Keir Starmer has a 28pt lead over Liz Truss regading who would make the best Prime Minister, according to the latest polling from Savanta ComRes.
The lead, with Starmer on 48% and Truss on 20%, represents the largest lead seen in the Best PM tracker since Savanta ComRes started tracking in May 2020. The previous largest lead was Boris Johnson’s 24pt lead over Keir Starmer in May 2021.
Starmer’s rating of 48%, an 11pt rise from last month, is his highest ever figure (previous high 41%, July 2022), and Truss’ score of 20% is a drop of 15pts since September and lower than Boris Johnson ever achieved (previous low for a Conservative leader 26%, July 2022).
This comes alongside a 30pt voting intention lead for Labour, the largest in Savanta ComRes history. Labour, on 52%, represents the largest ever recorded Labour vote share (since last week, where 51% broke the previous record of 50%, which we recorded just after Labour conference), and the Conservatives are on 22%, the lowest vote share recorded for the party since May 2019 (where the poll also showed the Brexit Party on 20%).
Before removing undecided voters into the headline voting intention, this poll shows that just 46% of 2019 Conservative voters plan to vote Conservative again if an election were tomorrow, with a record 25% saying they’d switch directly to Labour, and a further 15% saying they are undecided.
Labour, by contrast, is retaining 92% of its 2019 vote in this poll.
Chris Hopkins, Political Research Director at Savanta ComRes said, “The trifecta of a large voting intention lead, polling ahead of the Conservatives on economic competence, and Starmer streets ahead of Truss regarding which would make the best Prime Minister is, quite simply, enough to wrap up an election.
“These latest figures, and the sheer size of Starmer and Labour’s lead, puts the Conservatives not only at risk of losing an election, but of a total wipeout.”
“So the question remains ‘can Liz Truss recover?’. It’s impossible at the moment to see how.

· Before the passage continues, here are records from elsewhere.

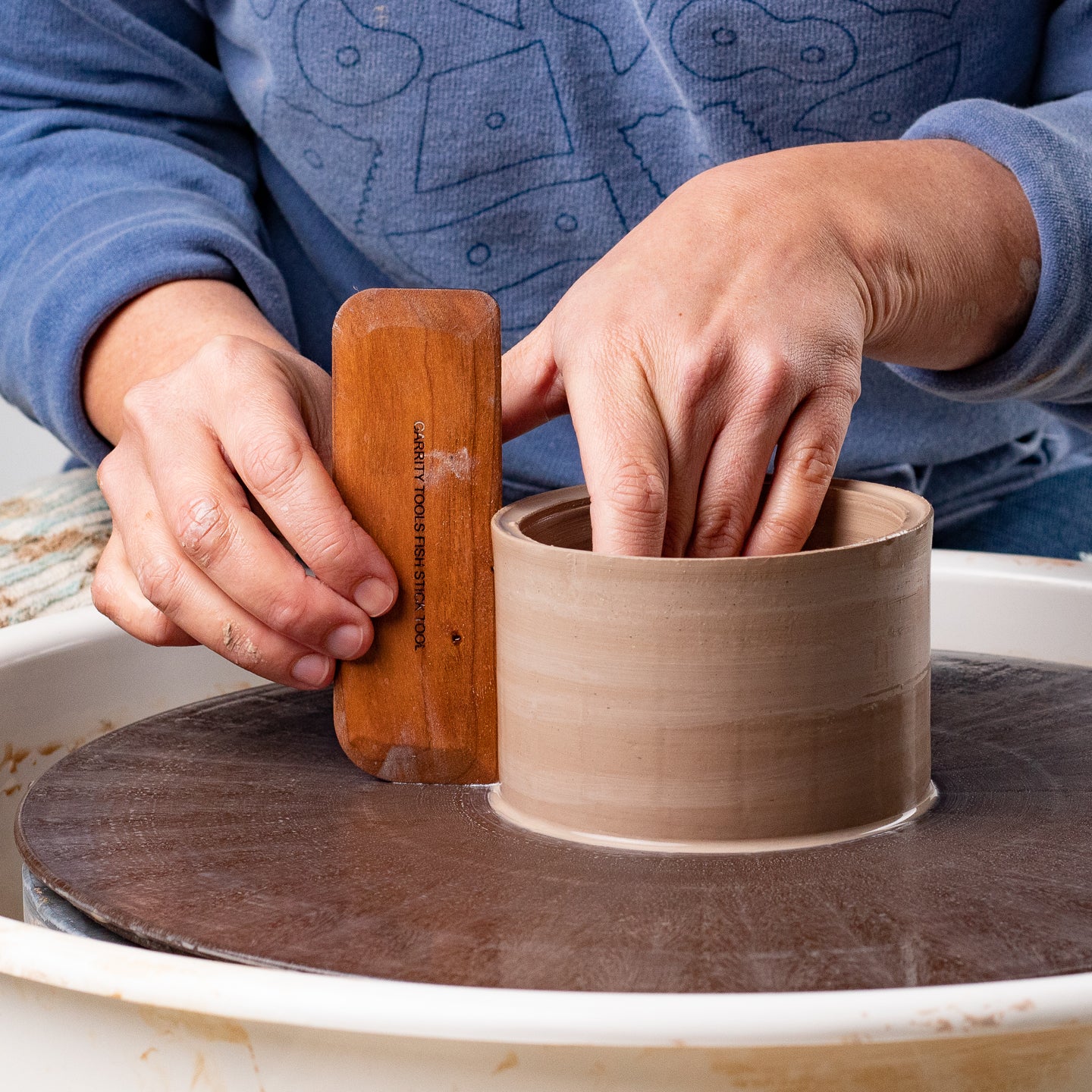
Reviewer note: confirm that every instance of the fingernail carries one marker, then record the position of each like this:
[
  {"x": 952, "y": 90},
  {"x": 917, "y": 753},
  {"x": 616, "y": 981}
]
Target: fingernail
[
  {"x": 374, "y": 598},
  {"x": 312, "y": 670},
  {"x": 344, "y": 642}
]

“There is still, theoretically, a long way to go before an election, but Truss’ credibility feels irrevocably damaged, and unless the economy makes a miraculous recovery – which I’m not sure she’d even get the credit for, given her new Chancellor’s recent interventions – it’s very hard to see what tools Truss has at her disposal to garner enough public approval to even lead the Conservatives to a more modest election defeat, let alone a victory.”